4 Transforms Reference
The six pure column-transform functions in R/transforms/. Each:
- Takes a
data.table(and column names or list of column names for the multi-column transforms). - Mutates the data.table in place via
:=ordata.table::set, returns it invisibly. - Takes an optional
log4rlogger; logs warnings on per-row failures, no logging ifNULL. - Is unit-tested in
tests/test_transforms.R.
4.1 R/transforms/tax_period.R
transform_tax_period(dt, logger = NULL, tax_year_bounds = tax_year_range())
Parses the 6-char YYYYMM source tax_period field into integer tax_year and tax_month derived columns. Keeps tax_period as character (preserves leading zeros).
Validates: 6 digits, tax_year in [1989, current_year+1], tax_month in [1, 12]. Invalid rows → NA on the derived cols (the source tax_period is preserved as-is), counted in the log warning.
4.2 R/transforms/ein.R
transform_ein(dt, logger = NULL)
Normalizes EINs to the canonical IRS display format XX-XXXXXXX (10 chars, hyphen between digits 2 and 3). Strips any embedded hyphens and whitespace in the source, zero-pads to 9 digits, then inserts the hyphen.
The hyphen forces character typing on CSV re-read (so fread can’t auto-detect as integer and strip leading zeros). Invalid sources (non-numeric, empty) → NA.
4.3 R/transforms/subsection.R
transform_subsection_cd(dt, logger = NULL)
Coerces subsection_cd to integer, validates against KNOWN_SUBSECTION_CODES (loaded from data/lookups/subsection_codes.csv). Unknown codes → NA on subsection_cd.
Also derives the is_501c3 boolean column: TRUE iff subsection_cd == 3, strict (NA subsection → is_501c3 = FALSE, never NA). Strictness avoids three-valued logic for downstream filters.

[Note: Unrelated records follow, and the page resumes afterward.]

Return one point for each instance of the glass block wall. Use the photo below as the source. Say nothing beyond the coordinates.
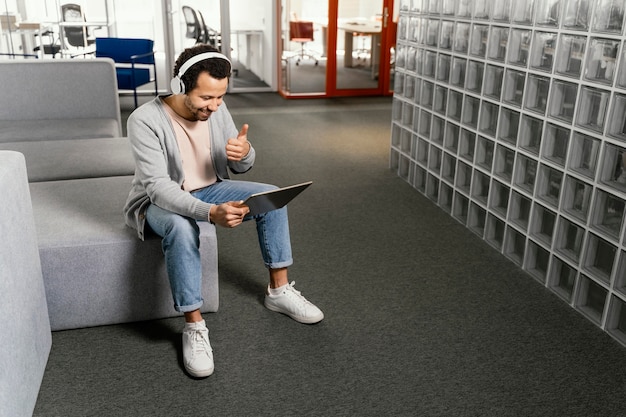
(510, 115)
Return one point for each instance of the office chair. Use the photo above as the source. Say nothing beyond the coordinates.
(211, 36)
(76, 36)
(134, 62)
(195, 30)
(302, 32)
(363, 52)
(53, 47)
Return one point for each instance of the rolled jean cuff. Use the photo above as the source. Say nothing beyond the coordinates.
(278, 265)
(187, 309)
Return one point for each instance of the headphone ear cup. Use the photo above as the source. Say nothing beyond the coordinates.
(177, 86)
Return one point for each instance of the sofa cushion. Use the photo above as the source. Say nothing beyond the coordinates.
(24, 325)
(26, 130)
(50, 160)
(96, 270)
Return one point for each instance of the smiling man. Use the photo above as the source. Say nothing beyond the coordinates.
(185, 146)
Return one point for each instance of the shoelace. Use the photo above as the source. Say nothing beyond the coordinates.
(296, 295)
(199, 343)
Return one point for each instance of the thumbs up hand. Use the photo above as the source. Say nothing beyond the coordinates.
(237, 148)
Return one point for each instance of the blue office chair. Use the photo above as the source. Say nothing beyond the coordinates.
(133, 59)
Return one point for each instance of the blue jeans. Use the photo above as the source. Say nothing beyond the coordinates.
(181, 241)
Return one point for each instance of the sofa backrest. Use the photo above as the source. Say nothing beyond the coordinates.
(58, 89)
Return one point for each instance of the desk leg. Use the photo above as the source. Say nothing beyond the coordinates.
(349, 48)
(375, 56)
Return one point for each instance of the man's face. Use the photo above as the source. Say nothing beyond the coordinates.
(206, 97)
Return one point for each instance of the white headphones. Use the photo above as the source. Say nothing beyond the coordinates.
(177, 85)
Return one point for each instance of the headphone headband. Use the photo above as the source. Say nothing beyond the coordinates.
(177, 85)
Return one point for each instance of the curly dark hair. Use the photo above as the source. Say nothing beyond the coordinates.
(217, 68)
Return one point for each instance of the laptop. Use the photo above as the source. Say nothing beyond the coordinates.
(260, 203)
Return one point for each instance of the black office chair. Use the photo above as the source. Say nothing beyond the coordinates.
(76, 36)
(195, 30)
(302, 32)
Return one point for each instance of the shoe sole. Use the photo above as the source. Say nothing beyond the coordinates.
(200, 374)
(303, 320)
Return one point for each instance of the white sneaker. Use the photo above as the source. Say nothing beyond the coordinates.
(197, 351)
(293, 304)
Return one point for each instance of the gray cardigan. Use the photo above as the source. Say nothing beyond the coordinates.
(158, 167)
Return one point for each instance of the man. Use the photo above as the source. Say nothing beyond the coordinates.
(184, 145)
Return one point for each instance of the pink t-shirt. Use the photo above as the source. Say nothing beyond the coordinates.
(194, 144)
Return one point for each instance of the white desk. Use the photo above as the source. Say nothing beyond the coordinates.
(85, 25)
(360, 26)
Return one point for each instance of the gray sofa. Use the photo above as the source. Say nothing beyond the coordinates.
(58, 99)
(24, 323)
(95, 269)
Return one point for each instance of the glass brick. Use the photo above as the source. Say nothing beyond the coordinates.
(608, 16)
(584, 155)
(570, 55)
(555, 144)
(548, 12)
(519, 47)
(601, 60)
(608, 214)
(508, 127)
(525, 173)
(544, 46)
(592, 108)
(577, 14)
(498, 40)
(519, 213)
(577, 198)
(492, 86)
(569, 239)
(514, 82)
(563, 100)
(543, 222)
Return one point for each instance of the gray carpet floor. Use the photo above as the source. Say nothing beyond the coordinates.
(423, 318)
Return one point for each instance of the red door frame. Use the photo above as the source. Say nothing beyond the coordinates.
(387, 40)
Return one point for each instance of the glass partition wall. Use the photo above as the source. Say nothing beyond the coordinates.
(243, 29)
(255, 34)
(511, 116)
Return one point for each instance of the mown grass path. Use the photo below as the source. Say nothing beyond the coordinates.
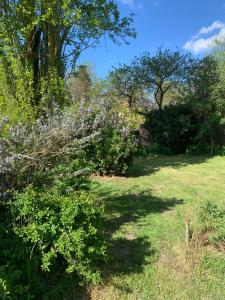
(144, 224)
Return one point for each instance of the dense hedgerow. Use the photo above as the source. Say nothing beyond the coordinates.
(49, 213)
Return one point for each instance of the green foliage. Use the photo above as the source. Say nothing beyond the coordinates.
(112, 153)
(47, 36)
(61, 226)
(174, 128)
(212, 220)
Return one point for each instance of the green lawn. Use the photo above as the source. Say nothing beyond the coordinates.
(144, 224)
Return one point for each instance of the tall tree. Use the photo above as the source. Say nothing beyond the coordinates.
(163, 72)
(48, 35)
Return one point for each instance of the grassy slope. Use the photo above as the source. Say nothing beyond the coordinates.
(145, 226)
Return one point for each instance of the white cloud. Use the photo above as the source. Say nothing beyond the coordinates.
(215, 25)
(128, 2)
(199, 44)
(156, 3)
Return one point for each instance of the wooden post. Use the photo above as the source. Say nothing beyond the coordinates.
(187, 231)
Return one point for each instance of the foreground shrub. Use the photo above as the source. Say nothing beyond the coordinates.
(61, 227)
(112, 152)
(212, 221)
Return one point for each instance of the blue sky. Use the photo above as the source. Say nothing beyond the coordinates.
(188, 24)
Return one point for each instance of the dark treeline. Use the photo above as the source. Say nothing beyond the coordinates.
(59, 125)
(182, 98)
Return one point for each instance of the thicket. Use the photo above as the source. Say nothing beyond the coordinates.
(52, 138)
(181, 97)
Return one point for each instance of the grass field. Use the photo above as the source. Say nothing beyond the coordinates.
(144, 223)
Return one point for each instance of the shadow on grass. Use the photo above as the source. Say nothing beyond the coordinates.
(129, 253)
(147, 165)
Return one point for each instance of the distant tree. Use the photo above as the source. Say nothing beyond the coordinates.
(163, 72)
(80, 84)
(46, 35)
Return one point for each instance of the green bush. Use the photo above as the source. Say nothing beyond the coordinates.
(173, 129)
(61, 227)
(112, 153)
(54, 229)
(212, 220)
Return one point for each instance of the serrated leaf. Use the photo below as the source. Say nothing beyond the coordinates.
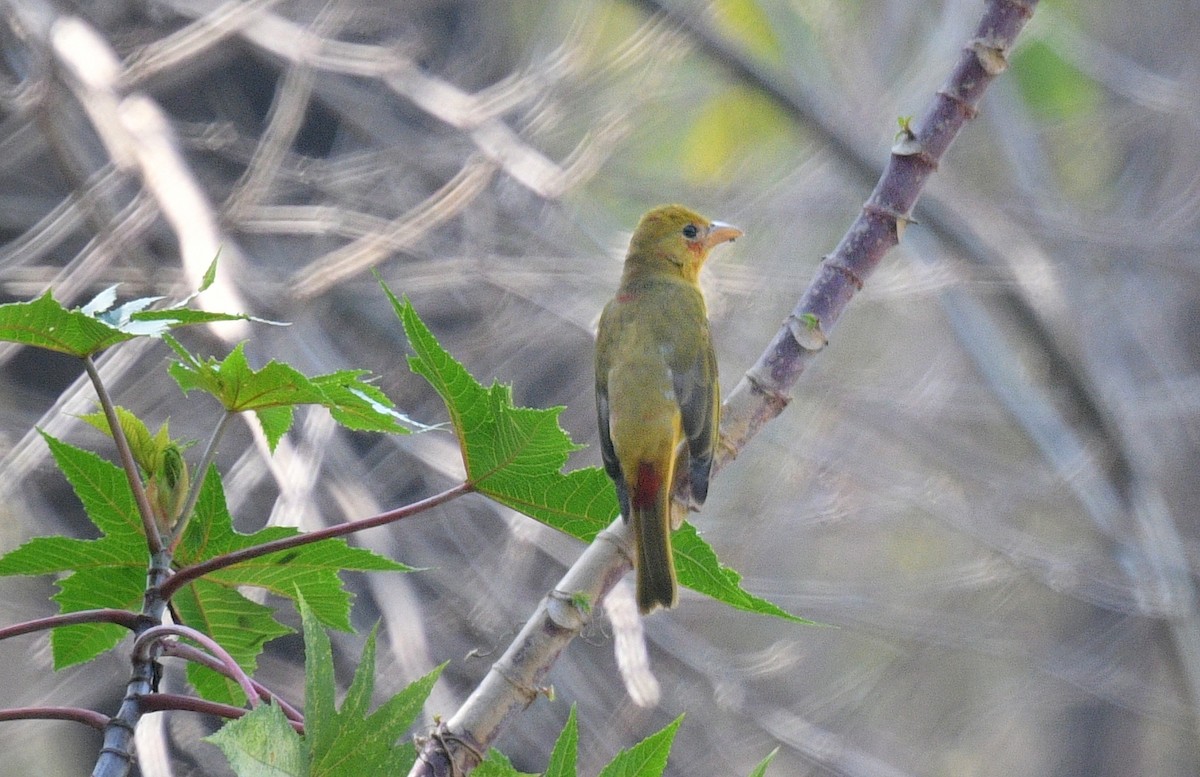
(515, 456)
(699, 568)
(648, 758)
(760, 770)
(351, 741)
(564, 756)
(46, 324)
(262, 744)
(274, 391)
(312, 568)
(100, 302)
(748, 23)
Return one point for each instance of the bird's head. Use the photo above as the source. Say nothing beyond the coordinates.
(675, 239)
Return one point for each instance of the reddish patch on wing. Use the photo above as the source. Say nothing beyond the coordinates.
(646, 489)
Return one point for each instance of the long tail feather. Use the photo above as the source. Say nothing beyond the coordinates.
(657, 585)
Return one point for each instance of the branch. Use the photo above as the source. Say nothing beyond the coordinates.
(196, 655)
(79, 715)
(121, 618)
(763, 392)
(154, 538)
(187, 574)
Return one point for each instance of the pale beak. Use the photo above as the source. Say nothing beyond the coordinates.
(719, 233)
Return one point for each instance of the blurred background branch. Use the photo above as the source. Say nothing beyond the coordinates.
(985, 482)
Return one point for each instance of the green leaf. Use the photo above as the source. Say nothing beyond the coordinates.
(157, 323)
(515, 456)
(214, 603)
(760, 770)
(241, 626)
(109, 572)
(352, 741)
(564, 756)
(274, 391)
(43, 323)
(262, 744)
(648, 758)
(735, 126)
(106, 572)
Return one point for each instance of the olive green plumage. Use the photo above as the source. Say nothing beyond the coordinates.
(657, 385)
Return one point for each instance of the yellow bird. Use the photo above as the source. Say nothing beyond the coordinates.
(658, 399)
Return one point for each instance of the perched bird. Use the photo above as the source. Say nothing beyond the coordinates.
(658, 401)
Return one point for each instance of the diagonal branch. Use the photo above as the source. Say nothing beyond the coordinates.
(513, 682)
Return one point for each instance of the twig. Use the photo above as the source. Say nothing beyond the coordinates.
(761, 395)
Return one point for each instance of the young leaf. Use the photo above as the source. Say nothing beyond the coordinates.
(240, 625)
(274, 391)
(648, 758)
(515, 456)
(262, 744)
(111, 571)
(700, 570)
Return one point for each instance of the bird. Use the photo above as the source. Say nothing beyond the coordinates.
(658, 398)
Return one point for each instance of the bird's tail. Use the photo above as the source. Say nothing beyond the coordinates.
(657, 585)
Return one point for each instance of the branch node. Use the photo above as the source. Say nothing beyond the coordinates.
(991, 55)
(807, 331)
(964, 106)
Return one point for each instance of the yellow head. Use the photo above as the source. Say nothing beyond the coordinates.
(676, 240)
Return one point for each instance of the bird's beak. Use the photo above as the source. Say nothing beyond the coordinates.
(719, 233)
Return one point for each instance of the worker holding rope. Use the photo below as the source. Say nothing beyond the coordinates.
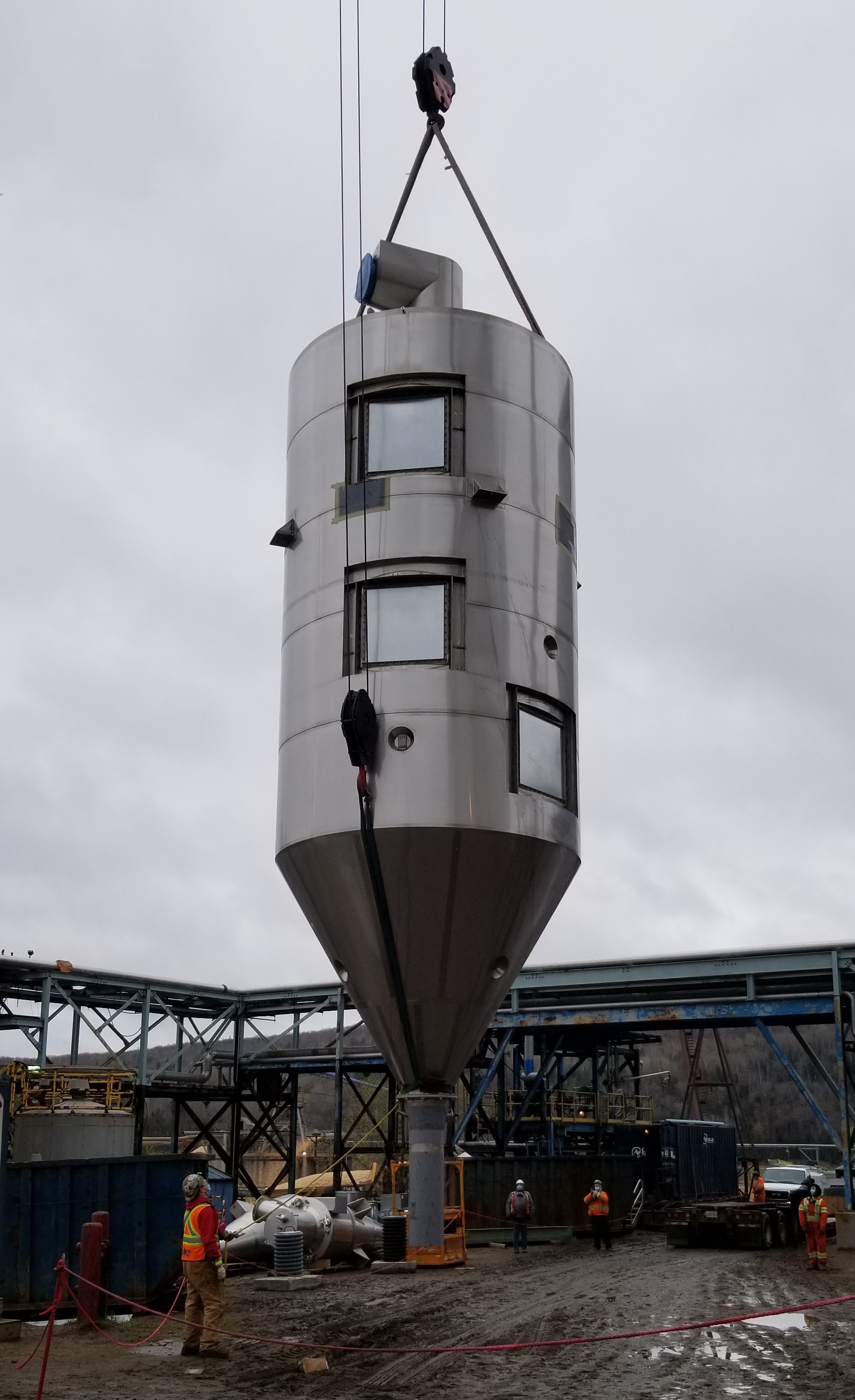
(205, 1272)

4.4 R/transforms/financial_amounts.R
transform_financial_amounts(dt, cols, logger = NULL)
Coerces a vector of column names to numeric. Per cell: strips $ and commas, converts parens-wrapped values (e.g., (500)) to negatives, treats empty / "-" as NA.
Parse failures per column are counted and logged. Already-numeric columns are skipped (the harmonized columns coming from fread are usually already numeric; this transform handles the 2012 .dat case where everything reads as character).
System-boundary check: stops with an error if any column name in cols isn’t present in dt.
4.5 R/transforms/indicators.R
transform_indicators(dt, cols, logger = NULL)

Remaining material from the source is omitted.